Friday, the U.S. Department of Justice charged Holmes and Sunny Balwani, the former president and chief operating officer, with two counts of conspiracy to commit wire fraud and 9 counts of wire fraud. If convicted, they face fines of $250,000 per count, plus restitution of over $100 million, and decades in prison. The Theranos shortcut appears to be a dead-end for the company’s investors and might prove to be harmful patients who depended on the results from their tests.
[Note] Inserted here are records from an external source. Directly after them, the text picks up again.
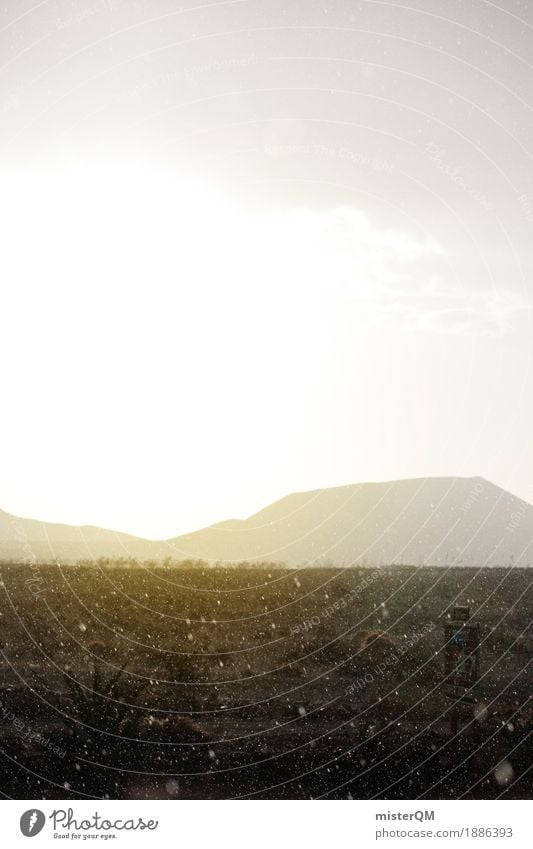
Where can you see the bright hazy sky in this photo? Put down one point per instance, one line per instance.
(250, 248)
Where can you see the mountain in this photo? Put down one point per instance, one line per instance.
(438, 521)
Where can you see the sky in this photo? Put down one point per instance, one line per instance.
(252, 248)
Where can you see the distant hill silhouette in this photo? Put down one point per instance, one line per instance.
(434, 521)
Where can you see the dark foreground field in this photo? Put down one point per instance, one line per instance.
(187, 681)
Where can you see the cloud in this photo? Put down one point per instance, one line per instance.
(398, 280)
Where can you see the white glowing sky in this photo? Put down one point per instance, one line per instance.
(250, 248)
(173, 360)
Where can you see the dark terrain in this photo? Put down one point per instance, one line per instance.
(192, 681)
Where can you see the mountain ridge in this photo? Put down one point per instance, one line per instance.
(439, 521)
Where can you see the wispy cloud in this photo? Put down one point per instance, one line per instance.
(399, 279)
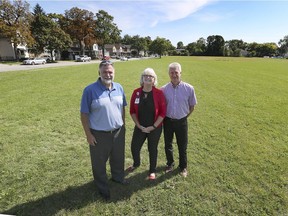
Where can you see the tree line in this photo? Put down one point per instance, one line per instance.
(39, 31)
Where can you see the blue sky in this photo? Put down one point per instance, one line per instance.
(188, 20)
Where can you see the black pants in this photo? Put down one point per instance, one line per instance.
(109, 146)
(180, 129)
(137, 142)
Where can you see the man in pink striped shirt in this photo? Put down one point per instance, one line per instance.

That’s the Theranos story.
Paul
P.S. Major Enhancement to Medicare Advantage Plans: Since the 1970s, Medicare beneficiaries have had the option to receive their benefits through private health insurance plans as an alternative to the federally administered traditional Medicare program. In 1997, the Balanced Budget Act (BBA) named the option “Medicare+Choice” and the Medicare Modernization Act (MMA) of 2003 renamed it “Medicare Advantage.(MA)” Today, MA plans cover 33% of Medicare enrollees (19 million) and represents 30% of the federal spending for Medicare. Despite public antipathy toward the concept of managed care), MA is a significant and growing option for seniors.
By any measure, it’s a successful program: it is popular among enrollees, profitable to most MA plan sponsors, and a key to the federal government’s efforts to reduce Medicare spending. Last week, a new rule kicked in for MA plans that gives them more flexibility in managing enrollees with chronic conditions. They’re now allowed to provide ride-hailing services, home visits, nutritional support, air conditioners for people with asthma, home renovations and other accommodations traditionally not covered. Medicare Advantage seems to be working for seniors. It might offer the key to better care and lower costs for other populations. Integrating social determinants into care coordination makes sense.